I have a home Kubernetes cluster running on Talos Linux, where some applications rely on SQLite databases stored on an iSCSI target from my TrueNAS server. I'm manually defining Persistent Volumes (PV) and Persistent Volume Claims (PVC) for these workloads, rather than using CSI drivers. Every now and then, I need to restart my TrueNAS server for maintenance or updates, which causes the iSCSI target to go offline for about 5 to 30 minutes.
During this downtime, my liveness and readiness probes trigger pod failures, leading Kubernetes to attempt restarts. However, when the TrueNAS server is back online, the pods still encounter input/output errors, claiming they can't write to the config folder attached to the iSCSI target. I find that manually deleting the problematic pod allows Kubernetes to create a new one that works fine.

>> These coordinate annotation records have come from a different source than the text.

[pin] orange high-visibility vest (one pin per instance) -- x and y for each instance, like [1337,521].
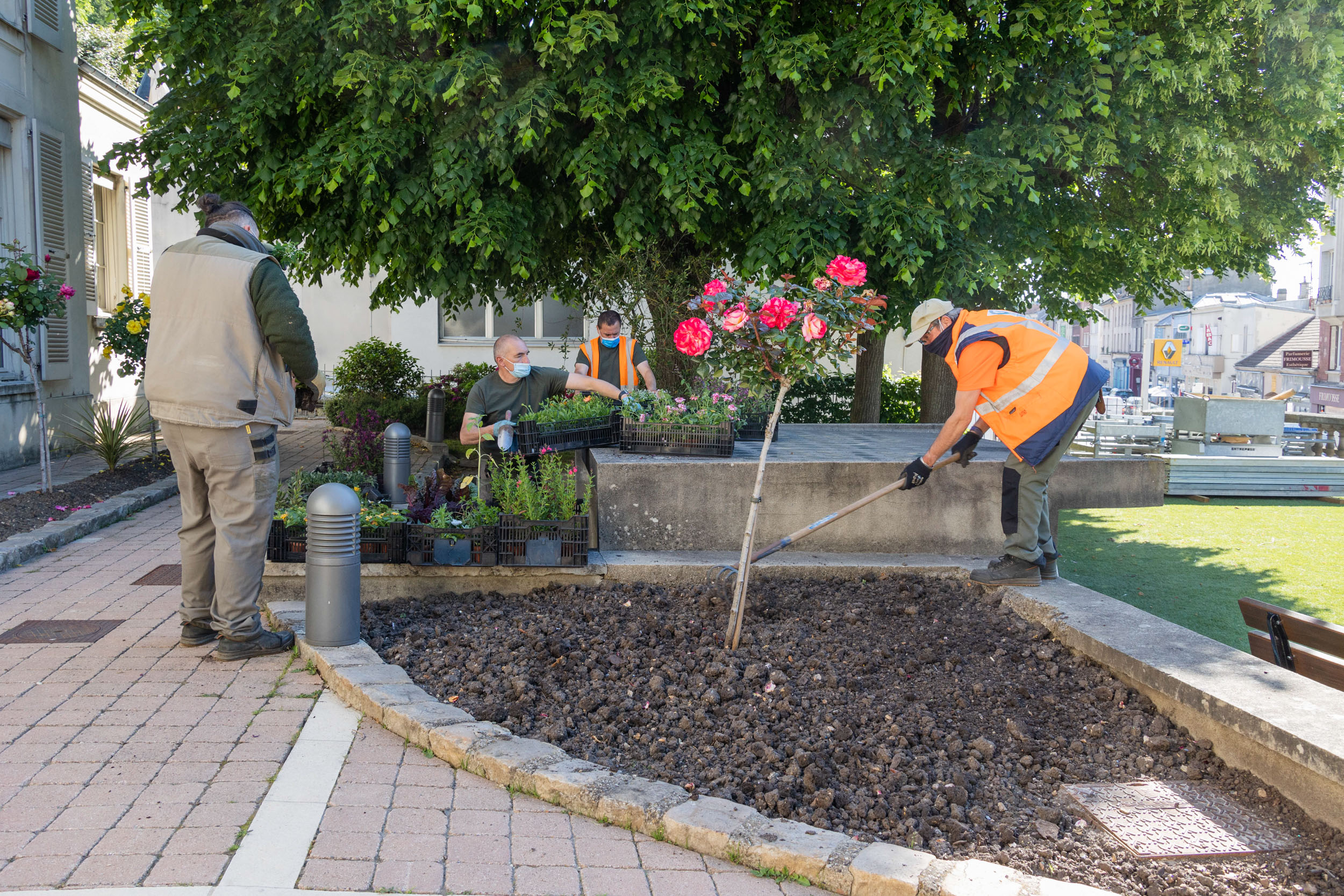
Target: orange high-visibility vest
[627,363]
[1042,386]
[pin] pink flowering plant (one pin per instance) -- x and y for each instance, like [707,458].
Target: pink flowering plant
[764,332]
[28,299]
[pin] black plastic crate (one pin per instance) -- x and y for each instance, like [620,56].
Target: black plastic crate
[590,432]
[382,544]
[544,543]
[678,439]
[428,546]
[752,428]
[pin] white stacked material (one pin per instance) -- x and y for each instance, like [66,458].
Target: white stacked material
[1267,477]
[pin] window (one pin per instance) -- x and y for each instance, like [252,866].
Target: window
[545,320]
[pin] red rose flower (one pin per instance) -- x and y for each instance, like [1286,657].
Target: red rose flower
[848,272]
[692,336]
[778,312]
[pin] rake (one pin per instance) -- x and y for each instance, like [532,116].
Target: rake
[724,577]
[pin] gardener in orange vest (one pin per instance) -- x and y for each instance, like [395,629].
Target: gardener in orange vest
[614,358]
[1034,389]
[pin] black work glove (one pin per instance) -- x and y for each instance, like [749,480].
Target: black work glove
[917,473]
[966,447]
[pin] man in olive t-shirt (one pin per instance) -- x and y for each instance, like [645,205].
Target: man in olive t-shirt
[515,388]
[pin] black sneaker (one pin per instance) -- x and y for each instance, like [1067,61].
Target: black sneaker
[1009,570]
[260,645]
[1050,566]
[195,636]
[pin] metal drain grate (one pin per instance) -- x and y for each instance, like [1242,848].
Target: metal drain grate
[60,630]
[167,574]
[1174,820]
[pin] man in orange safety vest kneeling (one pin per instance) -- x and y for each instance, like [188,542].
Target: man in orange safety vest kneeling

I'm curious how others are managing disconnects with iSCSI targets, especially when they stay offline for extended periods. Any tips on auto-restarting pods or preventing these stale connections?
3 Answers
Unfortunately, there's not much that can be done once the underlying infrastructure is lost for an extended period; the volume mount usually becomes stale and irrecoverable. You might need to adjust your maintenance practices to scale down instances before taking storage offline or ensure that your pods can restart automatically after such events.
I use a custom liveness script that checks the status of the mounted volumes. When it detects a stale volume, the pod is terminated, allowing Kubernetes to attempt to re-establish the connection, which usually succeeds when the external storage returns.
The downside with a liveness script is that it typically only restarts the container and not the whole pod. Even if the iSCSI server comes back online, the pod often retains a stale connection, leading to repeated container restarts without real recovery. Do you not experience that issue with your setup?
Have you considered scaling down your workflows in Kubernetes before you restart the TrueNAS server? That way, you can minimize issues during planned maintenance, and it might help avoid some of the complications with stale connections afterward.
I can see how that would help. However, I usually forget to scale them down and back up. It would be great if Kubernetes could automatically detect when iSCSI volumes become unavailable and restart the entire pod instead of just the containers.

I'm particularly interested in how to ensure automatic pod restarts. My understanding is that liveness and startup probes only cause container restarts, not the entire pod. I've also tried having an additional pod that checks the main pods, but even that approach didn't resolve the stale connection issue.